The authors sought to apply Carpentier’s principle of geometric ring annuloplasty to the aortic valve and analyzed detailed CT angiograms of normal human aortic roots. From this research, geometric aortic annuloplasty rings were developed and validated for tri-leaflet and bicuspid aortic valve repair. While repair became applicable for 90 percent of pathologies, deficient leaflet tissue still posed a problem in approximately 10 percent of patients. Thus, the authors began to use patches of ascending aortic wall—which are readily available, nourished from luminal diffusion, immunologically consistent, accustomed to systemic pressure, and could be an ideal tissue to increase durable repair rates toward 100 percent.  
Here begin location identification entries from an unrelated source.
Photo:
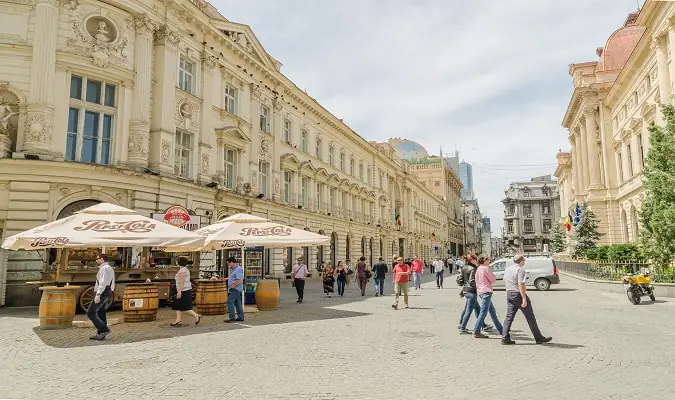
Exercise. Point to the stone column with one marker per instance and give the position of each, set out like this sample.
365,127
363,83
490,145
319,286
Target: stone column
139,126
583,145
163,127
37,134
592,145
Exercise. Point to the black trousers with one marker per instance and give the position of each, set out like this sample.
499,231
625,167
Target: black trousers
299,287
514,301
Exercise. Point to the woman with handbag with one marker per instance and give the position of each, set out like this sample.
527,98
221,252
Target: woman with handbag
328,279
362,274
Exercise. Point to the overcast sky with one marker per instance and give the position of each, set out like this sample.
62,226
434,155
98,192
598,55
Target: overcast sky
488,78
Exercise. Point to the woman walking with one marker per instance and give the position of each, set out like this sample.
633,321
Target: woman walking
362,275
183,301
329,279
341,272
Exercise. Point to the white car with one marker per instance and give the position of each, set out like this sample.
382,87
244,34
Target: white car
540,272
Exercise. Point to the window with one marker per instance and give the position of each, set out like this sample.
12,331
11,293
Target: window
287,187
265,119
186,75
263,170
546,225
90,120
182,154
287,130
303,192
231,99
230,170
317,150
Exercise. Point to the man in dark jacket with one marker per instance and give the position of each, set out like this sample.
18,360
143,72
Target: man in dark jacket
379,273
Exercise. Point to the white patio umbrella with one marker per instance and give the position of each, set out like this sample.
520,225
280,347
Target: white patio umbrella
104,225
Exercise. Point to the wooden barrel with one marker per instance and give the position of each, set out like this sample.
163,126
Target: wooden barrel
211,297
140,302
267,294
57,307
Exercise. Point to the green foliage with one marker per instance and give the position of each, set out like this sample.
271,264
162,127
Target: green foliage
657,239
585,233
558,239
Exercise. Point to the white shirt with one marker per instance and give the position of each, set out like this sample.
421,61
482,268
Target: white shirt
439,266
104,277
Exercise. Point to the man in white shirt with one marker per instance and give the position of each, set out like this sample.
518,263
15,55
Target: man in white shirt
439,267
103,296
The authors have applied this method to more than 40 patients, including 10 with localized defects in bicuspid valves and others with ballooned or hypoplastic unicuspid valves, thin leaflets requiring cleft closure, single leaflet retraction or refractory prolapse, and three patients received complete bi-leaflet replacement in more extensively calcified bicuspid defects. The results have been excellent through two years of follow-up, with a formal outcome analysis planned in 2-3 years. Multiple case videos of aortic valve repair with this technique are shown, and general results with ring-based aortic valve repair have been positive, even in cases requiring aortic wall leaflet patches. Further follow-up and a detailed analysis of aortic wall patch patients are planned. 
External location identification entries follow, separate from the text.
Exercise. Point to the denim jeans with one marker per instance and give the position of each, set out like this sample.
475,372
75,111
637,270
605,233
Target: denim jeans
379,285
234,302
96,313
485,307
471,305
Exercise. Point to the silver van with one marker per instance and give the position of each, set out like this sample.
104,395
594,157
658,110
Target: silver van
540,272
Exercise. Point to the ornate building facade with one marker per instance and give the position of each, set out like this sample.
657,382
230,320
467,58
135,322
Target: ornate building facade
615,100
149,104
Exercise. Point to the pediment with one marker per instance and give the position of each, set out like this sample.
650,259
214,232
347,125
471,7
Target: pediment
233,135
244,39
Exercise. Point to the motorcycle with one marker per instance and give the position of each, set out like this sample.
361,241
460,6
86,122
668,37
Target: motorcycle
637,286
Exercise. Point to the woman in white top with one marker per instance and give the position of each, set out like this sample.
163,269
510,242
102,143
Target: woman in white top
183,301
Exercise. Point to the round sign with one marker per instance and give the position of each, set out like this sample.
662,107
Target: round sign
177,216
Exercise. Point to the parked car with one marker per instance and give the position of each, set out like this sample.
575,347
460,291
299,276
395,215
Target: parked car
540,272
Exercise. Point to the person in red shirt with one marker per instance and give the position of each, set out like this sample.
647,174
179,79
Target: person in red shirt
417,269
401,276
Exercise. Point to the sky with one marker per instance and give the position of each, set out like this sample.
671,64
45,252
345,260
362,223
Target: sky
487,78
To quote Carpentier, “The additional effort by the surgeon to acquire the necessary expertise for valve repair will be rewarded by the superior quality of life for the patients.” Hopefully, the long-term results experienced in mitral repair can be achieved across the full spectrum of patients with aortic valve disorders. 


References

  1. Myers JL, Clark JB, James TW, Downs E, Hasan SM, Binford RS, McNeil JD, Rodriquez VM, Mascio CE, Wei LM, Badhwar V, Rankin JS. Use of aortic wall patches as leaflet replacement material during aortic valve repair. JTCVS Techniques 2023;19:30-7.
  2. James TW, Mehaffey JH, Wei LM, Voeller RK, Badhwar V, Rankin JS. Repair of calcified bicuspid aortic valves using living autologous aortic wall leaflets. JTCVS Techniques, in-press.